Lorsque la guerre a éclaté, je pensais quand même rester en Russie poursuivre ces projets. Mon père, qui est d'origine ukrainienne et vit à Kiev, m'a appelée durant les premiers jours de l'offensive et m'a dit : 'Il faut partir maintenant car les frontières vont être fermées et je ne pourrai plus t'aider.' Je suis partie de peur d'être coincée derrière un nouveau rideau de fer. Heureusement, j'avais un visa touristique pour l'espace Schengen. Le 4 mars, on s'est envolé pour la Turquie avec un ami.
"Il m'a fallu huit heures pour trouver un billet d'avion à moins de mille euros."
à franceinfo
Une fois à Istanbul, on a appris que les cartes bancaires russes allaient bientôt cesser de fonctionner à l'étranger. On est sortis en pleine nuit pour essayer de vider nos comptes. Entre les frais de retrait et le taux de change, on a perdu un peu plus de la moitié de ce qu'on avait.

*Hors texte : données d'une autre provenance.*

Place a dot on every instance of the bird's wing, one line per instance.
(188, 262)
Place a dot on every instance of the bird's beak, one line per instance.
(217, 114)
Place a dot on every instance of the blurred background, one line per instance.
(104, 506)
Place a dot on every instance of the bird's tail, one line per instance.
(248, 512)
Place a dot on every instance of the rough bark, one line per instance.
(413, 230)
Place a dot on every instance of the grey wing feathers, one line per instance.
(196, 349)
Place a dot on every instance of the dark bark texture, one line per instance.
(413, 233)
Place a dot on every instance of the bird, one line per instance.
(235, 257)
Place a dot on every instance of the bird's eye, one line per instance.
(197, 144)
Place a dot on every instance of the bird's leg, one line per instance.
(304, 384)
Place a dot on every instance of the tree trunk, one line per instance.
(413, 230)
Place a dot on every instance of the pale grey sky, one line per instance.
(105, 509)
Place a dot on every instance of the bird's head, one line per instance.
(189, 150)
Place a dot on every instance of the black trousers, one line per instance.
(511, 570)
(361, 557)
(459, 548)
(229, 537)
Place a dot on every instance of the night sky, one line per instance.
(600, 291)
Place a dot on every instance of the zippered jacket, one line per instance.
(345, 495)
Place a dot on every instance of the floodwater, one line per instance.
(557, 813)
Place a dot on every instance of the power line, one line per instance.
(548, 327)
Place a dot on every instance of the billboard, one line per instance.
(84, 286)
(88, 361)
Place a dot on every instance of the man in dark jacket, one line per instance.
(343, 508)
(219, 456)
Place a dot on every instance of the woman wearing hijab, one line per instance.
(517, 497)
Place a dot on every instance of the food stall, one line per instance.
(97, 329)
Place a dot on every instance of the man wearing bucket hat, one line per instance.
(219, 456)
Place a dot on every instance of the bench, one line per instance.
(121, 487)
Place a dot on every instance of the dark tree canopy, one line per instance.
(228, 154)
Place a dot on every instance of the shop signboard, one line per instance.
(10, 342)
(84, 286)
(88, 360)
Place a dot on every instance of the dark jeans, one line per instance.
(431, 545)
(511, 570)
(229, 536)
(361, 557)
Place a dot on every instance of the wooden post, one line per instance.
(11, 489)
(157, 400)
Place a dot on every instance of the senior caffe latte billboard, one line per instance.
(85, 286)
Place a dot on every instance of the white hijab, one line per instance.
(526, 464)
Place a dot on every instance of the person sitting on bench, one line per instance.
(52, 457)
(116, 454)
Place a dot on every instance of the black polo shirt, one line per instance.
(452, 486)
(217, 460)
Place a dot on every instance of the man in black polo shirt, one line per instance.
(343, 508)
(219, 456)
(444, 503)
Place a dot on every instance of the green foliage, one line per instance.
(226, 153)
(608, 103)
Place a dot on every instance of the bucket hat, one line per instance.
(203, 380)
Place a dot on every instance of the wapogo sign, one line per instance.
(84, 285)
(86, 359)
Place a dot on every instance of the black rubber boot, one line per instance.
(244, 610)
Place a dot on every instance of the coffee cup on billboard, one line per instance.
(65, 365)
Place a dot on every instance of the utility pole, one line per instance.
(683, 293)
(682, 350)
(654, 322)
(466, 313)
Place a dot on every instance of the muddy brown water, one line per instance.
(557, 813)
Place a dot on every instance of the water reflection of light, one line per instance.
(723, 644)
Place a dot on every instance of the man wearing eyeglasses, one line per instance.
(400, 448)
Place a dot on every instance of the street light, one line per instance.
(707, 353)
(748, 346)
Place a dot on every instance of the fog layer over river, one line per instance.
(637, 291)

J'ai beaucoup de chance car ma famille a une maison à Nice. Je suis venue m'installer ici pour l'instant, mais ma mère est restée en Russie avec mes grands-parents handicapés. Ma plus grande peur, c'est que cette guerre m'empêche de rentrer avant longtemps et qu'ils meurent pendant que je suis loin de la Russie."
Paul*, 36 ans, avec sa famille dans le Var : "On est partis avec trois valises, trois sacs à dos et le chat"
"J'ai été professeur de français à Moscou pendant huit ans. C'est là que j'ai rencontré ma femme, Anna*, avec qui nous avons un fils de cinq ans. Après les premières tensions à la frontière avec l'Ukraine, on a commencé à réfléchir à l'idée de partir en France. En cas de guerre, on ne voulait pas rester dans un pays agresseur. Le matin de l'invasion de l'Ukraine, on s'est réveillés dans un mélange de sidération et de douleur.
On est partis parce qu'on a eu peur. Peur de la guerre, de la répression des médias indépendants, d'un crash économique, de voir les réseaux sociaux coupés (et avec eux notre accès à nos proches en France et aux sources d'information occidentales), d'être inquiétés par la justice...
"On a eu peur de l'avenir qui attendait notre fils."
à franceinfo
J'ai passé les jours suivants à gérer des démarches administratives. Je suis français et ma femme avait un visa pour l'espace Schengen, mais il a fallu faire accélérer la procédure d'obtention du passeport de mon fils. Le 11 mars au matin, on est partis en voiture avec trois valises, trois sacs à dos et le chat. Nous avons passé la frontière avec l'Estonie à pied, puis repris une autre voiture jusqu'au domicile d'un ancien étudiant. De là, nous avons pu prendre un avion pour la France.
Pour ma femme, partir en laissant tout derrière elle est un véritable déchirement. A Moscou, nous avions une vie de classe moyenne, confortable. Ici, nous n'avons rien : ni possession, ni argent, ni travail. Mais nous avons eu le luxe de choisir de quitter la Russie. A notre échelle, ça implique de recommencer à zéro. Nous savons toutefois que nous sommes très chanceux car nos familles peuvent nous aider. C'est sans commune mesure avec ce que traversent les Ukrainiens : ceux qui fuient la guerre dans leur pays ont tout perdu, y compris des proches."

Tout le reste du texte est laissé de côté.